Below is a video of the process of cutting and gluing up the quarter-sawn strips of wood that make up the centerboard. The finished blank for the centerboard is very stable because we "end for end" every other strip in the board which cancels out the bending or twisting tendencies of any individual strip. The strips are oriented as close to quarter-sawn as possible to reduce the effects of expansion and contraction of the wood.
Ideally this process starts with a straight plain-sawn board with little twist. The boards I used were not as plain sawn as they could have been and so I ended up with some strips that resemble more rift-sawn cuts. One could be more picky with their strips and weed out the rift-sawn ones.

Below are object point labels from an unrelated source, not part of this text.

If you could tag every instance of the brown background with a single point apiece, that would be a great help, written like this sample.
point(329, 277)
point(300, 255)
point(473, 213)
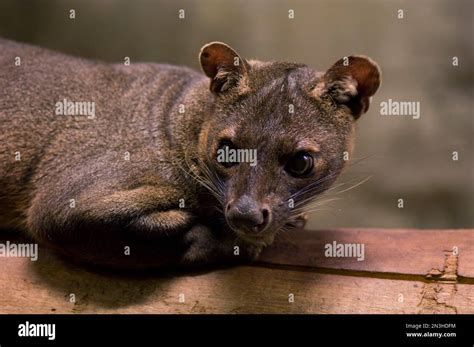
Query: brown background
point(407, 158)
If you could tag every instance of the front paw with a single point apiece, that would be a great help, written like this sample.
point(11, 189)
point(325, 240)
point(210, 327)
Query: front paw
point(298, 222)
point(201, 246)
point(205, 247)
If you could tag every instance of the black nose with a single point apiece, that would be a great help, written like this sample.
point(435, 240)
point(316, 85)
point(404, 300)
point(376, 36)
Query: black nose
point(248, 215)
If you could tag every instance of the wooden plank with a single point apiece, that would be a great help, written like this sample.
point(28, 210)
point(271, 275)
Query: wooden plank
point(45, 287)
point(402, 251)
point(396, 276)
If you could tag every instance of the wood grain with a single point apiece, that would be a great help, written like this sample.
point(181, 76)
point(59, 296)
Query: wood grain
point(379, 284)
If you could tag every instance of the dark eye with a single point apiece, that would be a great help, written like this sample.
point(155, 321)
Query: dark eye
point(300, 164)
point(223, 154)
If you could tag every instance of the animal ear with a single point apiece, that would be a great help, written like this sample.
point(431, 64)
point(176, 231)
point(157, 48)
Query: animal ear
point(223, 65)
point(351, 82)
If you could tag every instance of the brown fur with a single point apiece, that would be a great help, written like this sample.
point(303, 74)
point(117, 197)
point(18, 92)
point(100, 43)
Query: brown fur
point(135, 203)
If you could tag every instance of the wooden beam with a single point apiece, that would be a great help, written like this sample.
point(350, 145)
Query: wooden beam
point(287, 280)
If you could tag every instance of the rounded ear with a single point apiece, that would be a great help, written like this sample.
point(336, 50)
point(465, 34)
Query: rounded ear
point(351, 82)
point(223, 65)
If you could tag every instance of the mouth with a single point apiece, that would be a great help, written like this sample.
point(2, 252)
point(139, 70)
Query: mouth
point(264, 239)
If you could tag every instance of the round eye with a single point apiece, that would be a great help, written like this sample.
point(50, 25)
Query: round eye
point(300, 164)
point(224, 153)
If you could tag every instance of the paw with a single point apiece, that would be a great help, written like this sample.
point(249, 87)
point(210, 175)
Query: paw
point(201, 245)
point(298, 222)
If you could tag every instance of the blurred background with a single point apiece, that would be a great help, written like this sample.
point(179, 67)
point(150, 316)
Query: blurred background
point(409, 159)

After the blank was glued up it was put on the CNC machine to be shaped. The creation of the part files takes about twice or even 3 times as long as the cutting itself. The entire process took about 6 hours to draft the centerboard in 3 dimensions and create the cutting files. That includes the surfacing and hole drilling and outline cutting. Each of these processes involves a different set of menu options in the software and each produces a separate file. It is not as easy as throwing in your 3d model and out pops a centerboard. Each file has to be referenced correctly to the origin so that all the cutting operations happen in the right spot in relation to all the others. Otherwise the two halves of the board might not match up!
Here is a video of the processes that went into cutting out the centerboard. The obvious advantage to this method is that another centerboard can now be created using these files in a fraction of the time. And all in all, the final product is more accurate that one could hand shape given 6 hours with any hand operated tool.